NOTES D'ATTILIO SANDRO PALESE


CHERS JOYEUX CONTEMPORAINS...


NOTES D'ATTILIO SANDRO PALESE
 

 

Quand j’ai lu Séance de Michel Viala, j’ai tout de suite aimé. C’est fin, drôle, c’est jouissif. C’est même un peu tragique. Ce texte me questionne aussi. Quand je serai proche de la fin de ma vie, quand je me sentirai au bout du chemin, quelles parties de mon passé reviendront me visiter ? Serai-je heureux d’avoir vécu ma vie ? Et si je survis, comment vivrai-je la disparition de tous ceux que j’aime ? De toutes ces mêmes personnes que je rencontre machinalement chaque jour ? Est-ce que j’aurai un dialogue d’amour avec mes enfants devenus grands ? Et comment le vieillard, malade ou pas, souffrant ou pas, vivra la jeunesse des autres ? Serai-je un homme seul mis sur la touche ? Un vieux con ? Comment se transformeront le temps et l’espace que j’ai connus dans ma jeunesse ? Les distances seront-elles plus longues ? Et à quelle vitesse iront mes mouvements ?

 

Maintenant que je me sens encore vigoureux, quel est mon comportement avec les « anciens » ? Qu’est-ce que je pense d’eux ? Est-ce que je considère les « vieux » comme une race à part…?

Pourtant, pourtant je vieillis, ça s’approche, c’est sûr ! Je m’éloigne des « jeunes », même si je suis encore assuré par ceux qui sont plus âgés d’un « mais tu es jeune encore, tu sais ». Une phrase rassurante qui se transforme, peu à peu, par « mais tu n’es pas si vieux que ça, tu sais »…

La vision que j’ai du texte de Michel Viala se situe à la frontière subtile entre le réalisme et le grotesque. L’acteur est donc lui-même projeté dans cette zone. Cela promet un jeu très intéressant, où se côtoient l’humour et le tragique. La différence d’âge des comédiens raconte déjà beaucoup. Il y a de la poésie dans ce mélange de générations. Le Théâtre, c’est peut-être le dernier endroit où une telle chose est possible.
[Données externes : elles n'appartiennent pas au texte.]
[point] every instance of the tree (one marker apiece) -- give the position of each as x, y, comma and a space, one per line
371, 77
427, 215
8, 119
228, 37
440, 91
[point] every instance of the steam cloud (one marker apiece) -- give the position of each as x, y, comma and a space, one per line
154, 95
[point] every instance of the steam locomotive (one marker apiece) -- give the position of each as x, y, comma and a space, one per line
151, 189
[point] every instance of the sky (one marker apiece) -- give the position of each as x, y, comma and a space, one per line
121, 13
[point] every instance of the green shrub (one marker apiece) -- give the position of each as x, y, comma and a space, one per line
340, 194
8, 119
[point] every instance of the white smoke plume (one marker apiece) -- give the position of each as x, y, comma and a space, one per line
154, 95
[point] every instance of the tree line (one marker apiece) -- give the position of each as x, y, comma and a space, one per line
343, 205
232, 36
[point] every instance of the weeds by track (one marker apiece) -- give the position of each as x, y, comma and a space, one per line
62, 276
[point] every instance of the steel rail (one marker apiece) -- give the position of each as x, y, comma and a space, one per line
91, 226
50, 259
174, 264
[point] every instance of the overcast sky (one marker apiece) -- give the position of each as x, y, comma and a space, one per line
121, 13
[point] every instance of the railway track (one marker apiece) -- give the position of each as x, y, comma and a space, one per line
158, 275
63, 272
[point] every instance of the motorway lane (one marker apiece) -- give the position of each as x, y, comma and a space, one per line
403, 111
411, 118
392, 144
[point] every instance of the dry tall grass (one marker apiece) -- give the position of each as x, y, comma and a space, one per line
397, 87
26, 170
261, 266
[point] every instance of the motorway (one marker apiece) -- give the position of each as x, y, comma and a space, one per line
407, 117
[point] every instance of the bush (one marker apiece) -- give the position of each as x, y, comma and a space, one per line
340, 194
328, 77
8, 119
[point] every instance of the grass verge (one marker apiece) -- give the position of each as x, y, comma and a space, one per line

Des vieux travaillent avec des jeunes, animés par la même joie de créer, de parler des humains, d’incarner des paroles et des corps, avec la même envie de vivre dans le neuf.

Avant tout et naïvement, j’espère que le spectacle suscitera cet amour, que nous pouvons tous porter à autrui et à nous-mêmes et pas seulement dans nos bons jours.

 


 

CHERS JOYEUX CONTEMPORAINS...
 

 

Eva Cousido rencontre Maurice Aufair et Attilio Sandro Palese, tiré des Cahiers du Poche n°9

 

Avec fulgurance et un humour qui fait la peau à toute tentation d’apitoiement, Séance envoie valdinguer notre société libérale et sa propension à fabriquer de l’exclusion. Ce bijou malicieux signé du génial Michel Viala égratigne au passage certains travers de la Suisse et déboulonne la démocratie bien-pensante. Pour la petite histoire, cette pièce est née d’une commande passée à quatre auteurs par le directeur du théâtre de Bienne et Soleure sur l’acte démocratique de la « séance ». Nous sommes en 1974. Le texte est créé en Suisse allemande, puis dans la foulée, Maurice Aufair le monte et l’interprète en compagnie de Catherine Sumi au Théâtre de Carouge. Succès public et critique. Séance est aujourd’hui une des œuvres les plus jouées de l’auteur romand, ici comme ailleurs. Presque quarante ans plus tard, Maurice Aufair revient sur ce texte qu’il connaît par cœur. C’est à Attilio Sandro Palese qu’il confie la mise en scène et à la pétillante Sabrina Martin qu’il donnera la réplique.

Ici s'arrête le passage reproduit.